My apologies if I am just going over an old idea here but I thought it worth a mention. :D
 
Finally!!! :p I've always thought the addition of servos for changing gears, applying rollers, heck even suspension adjustments could be added to the rc driven bikes to automate controls. Yes, it is another system to go wrong or fix or get wet, but with all the knowledge here, it should not be too difficult to apply. Maybe I am getting the cart before the horse though, and EVTodd's design is ingenious in how it works mechanically with zero maintanence etc... Welcome to the forum Kepler, don't be shy on posting whatever you feel, but please do a basic search to see if it has been brought up before.
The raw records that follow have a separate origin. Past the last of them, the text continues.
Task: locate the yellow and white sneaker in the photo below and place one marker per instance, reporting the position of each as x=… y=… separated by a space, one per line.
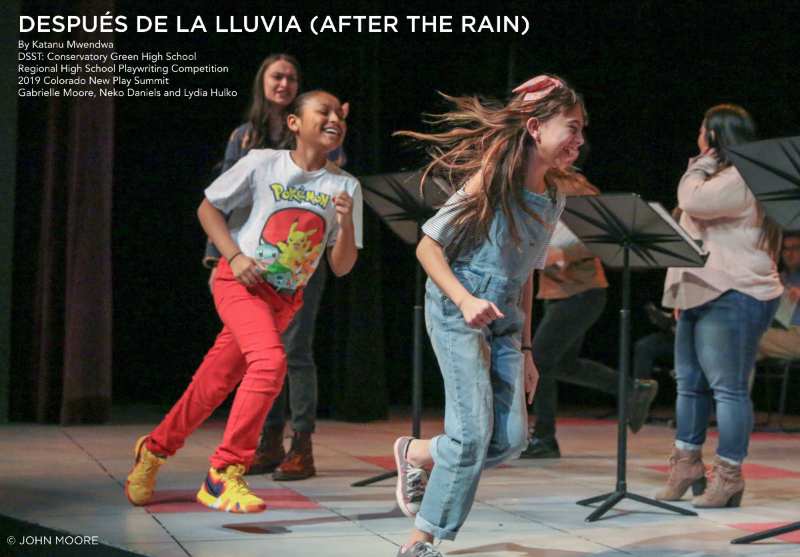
x=142 y=478
x=226 y=490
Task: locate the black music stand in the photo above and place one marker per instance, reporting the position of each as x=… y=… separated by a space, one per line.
x=771 y=169
x=764 y=534
x=625 y=231
x=397 y=201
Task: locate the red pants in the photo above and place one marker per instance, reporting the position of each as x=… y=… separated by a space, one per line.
x=249 y=350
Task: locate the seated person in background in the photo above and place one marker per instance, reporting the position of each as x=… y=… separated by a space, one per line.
x=783 y=341
x=657 y=347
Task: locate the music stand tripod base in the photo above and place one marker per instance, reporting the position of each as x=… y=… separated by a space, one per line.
x=625 y=231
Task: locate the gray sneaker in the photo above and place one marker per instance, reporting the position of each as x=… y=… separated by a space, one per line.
x=411 y=481
x=419 y=549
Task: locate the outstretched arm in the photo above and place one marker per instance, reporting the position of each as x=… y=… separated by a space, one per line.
x=245 y=269
x=529 y=367
x=343 y=254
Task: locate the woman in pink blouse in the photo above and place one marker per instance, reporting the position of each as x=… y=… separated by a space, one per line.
x=724 y=308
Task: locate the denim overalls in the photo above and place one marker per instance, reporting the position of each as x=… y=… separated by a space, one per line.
x=485 y=412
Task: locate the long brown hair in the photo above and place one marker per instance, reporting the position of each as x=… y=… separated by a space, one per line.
x=488 y=139
x=258 y=113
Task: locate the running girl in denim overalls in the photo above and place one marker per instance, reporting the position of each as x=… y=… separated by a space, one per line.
x=480 y=251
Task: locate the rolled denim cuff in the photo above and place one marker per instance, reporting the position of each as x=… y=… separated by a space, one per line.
x=684 y=446
x=438 y=533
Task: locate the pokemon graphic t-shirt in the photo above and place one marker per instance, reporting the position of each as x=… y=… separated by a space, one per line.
x=293 y=218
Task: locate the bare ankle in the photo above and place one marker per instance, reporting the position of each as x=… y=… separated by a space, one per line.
x=418 y=454
x=419 y=536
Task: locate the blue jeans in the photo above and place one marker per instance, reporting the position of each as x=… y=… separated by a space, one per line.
x=485 y=419
x=715 y=350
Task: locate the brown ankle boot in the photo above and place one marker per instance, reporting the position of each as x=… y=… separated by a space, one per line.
x=726 y=487
x=685 y=469
x=270 y=452
x=299 y=463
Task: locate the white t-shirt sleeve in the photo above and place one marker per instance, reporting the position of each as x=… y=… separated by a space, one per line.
x=353 y=189
x=234 y=188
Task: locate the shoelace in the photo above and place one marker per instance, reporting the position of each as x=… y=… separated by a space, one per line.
x=416 y=480
x=427 y=550
x=151 y=464
x=239 y=484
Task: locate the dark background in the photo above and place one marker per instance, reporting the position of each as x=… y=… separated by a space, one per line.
x=648 y=71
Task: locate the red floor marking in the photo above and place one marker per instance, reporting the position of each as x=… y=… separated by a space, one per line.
x=585 y=421
x=387 y=462
x=183 y=501
x=750 y=471
x=759 y=526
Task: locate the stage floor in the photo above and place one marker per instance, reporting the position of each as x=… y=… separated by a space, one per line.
x=71 y=478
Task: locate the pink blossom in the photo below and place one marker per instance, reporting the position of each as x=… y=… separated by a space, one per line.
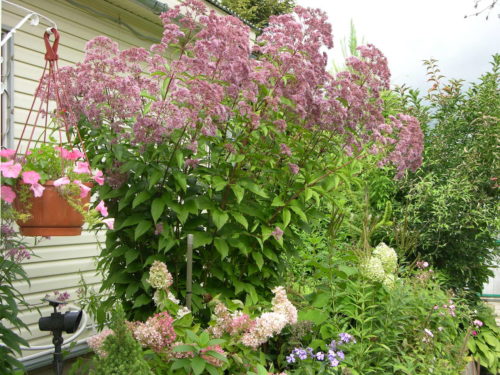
x=285 y=150
x=110 y=223
x=61 y=181
x=31 y=177
x=101 y=207
x=7 y=153
x=8 y=194
x=84 y=189
x=10 y=169
x=98 y=177
x=37 y=190
x=294 y=168
x=74 y=154
x=82 y=167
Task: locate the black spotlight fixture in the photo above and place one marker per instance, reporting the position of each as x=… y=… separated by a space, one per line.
x=58 y=323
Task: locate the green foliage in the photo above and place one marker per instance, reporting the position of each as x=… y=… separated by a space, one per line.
x=232 y=209
x=124 y=354
x=388 y=324
x=12 y=251
x=259 y=11
x=485 y=344
x=45 y=160
x=10 y=300
x=451 y=203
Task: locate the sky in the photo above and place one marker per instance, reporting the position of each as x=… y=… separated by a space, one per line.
x=408 y=32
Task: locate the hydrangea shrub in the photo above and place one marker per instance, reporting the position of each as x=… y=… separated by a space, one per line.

I am going back to this roller design, I am attracted to it's simplicity. Here is my latest incarnation. I bought a pair of skis (picture hot pink and neon yellow and green from the 80's) I am going to mount everything on the ski, batteries, controller, and roller. I will drill a hole in the ski and devise a pivot on the seatpost where half is behind over the back wheel and half is resting on the top tube of the bike. I will have a knob for adjustment (or servo :wink: ) which will raise or lower the front putting pressure on the tire that can be adjusted on the go by the rider, or lifted off the tire completely. The whole system can be takes off in less than 15 seconds and only the throttle will remain on the bike. :D

Thoughts? Is the ski necesary? I have actually thought of using two golf club shafts for this and mounting the battery in a backpack to keep the handling of the bike more stock. Can anybody think of improvements before I hack up these $5 skis?

Also, I want to trial run this on a hardtail and eventually apply it to a rear suspension bike, making a strut from the rear axle that moves the ski at the same rate as the suspension. Now I know the ski will act similar to the leaf spring in a car, but if I dial the suspension down how will the ski effect rebound etc...?
 
Also a first poster here...

I will be building a brushless powered bike this winter using a friction drive. The simplicity of the build appeals to me, as this will be my first e-bike project. While my first prototype will be a single friction drive just so I have some base in building these types of things, I had a thought about providing two gear ratios as a follow-up project.

Why can't a triangular assembly be built so that the motor can be mounted near to top, its drive shaft fitted with a belt pulley (or sprocket). Have the belt (or chain) turn two drive wheels of differing diameters mounted on the bottom of the assembly near the bike's rear wheel. Have this entire assembly rotate on an axes near the center with a spring forced return. To get into second, engage the larger drive wheel by rotating the entire assembly so that the smaller wheel lifts from the bike's rear wheel and the larger one engages. There could be some cable shifter assembly running to the handlebars so the throttle is selected from that area. Lock the lever by whatever method you choose to resist the spring force return... doesn't really matter what's done to accomplish this part. Anyway, both drive wheels would be spinning regardless of which one is engages obviously, and there would be more friction losses in the assembly, but that's okay as long as I can get two gearing ratios out of this. I'm really just wondering if any of you think the above drive assembly would work.

Does anyone even understand what I mean? I wonder if I should just draw it and post a picture, 'cause it's awful hard to describe in text.
 
I get it. Sounds feasible to me. :D
 
I say run the smallest roller one can directly on the tire .... knurl the shaft ??

http://cgi.ebay.com/2-Friction-Drive-Rollers-EV-Warrior-Electric-Bike-%234ev_W0QQitemZ390114058183QQcmdZViewItemQQimsxZ20091104?IMSfp=TL091104192002r18146
 
Those rollers seem to wide. It would be cool if there was a micro type set up that you could use on like 23mm road bike tires.
 
Kepler said:
Any updates on this fine friction setup? How has it been holding up?

Kepler,

I didn't ride my bike a whole lot after November but the drive held up great with some pretty regular hard use. My biggest concern was with the magnets coming loose but with the epoxy I added it never happened (knock on wood).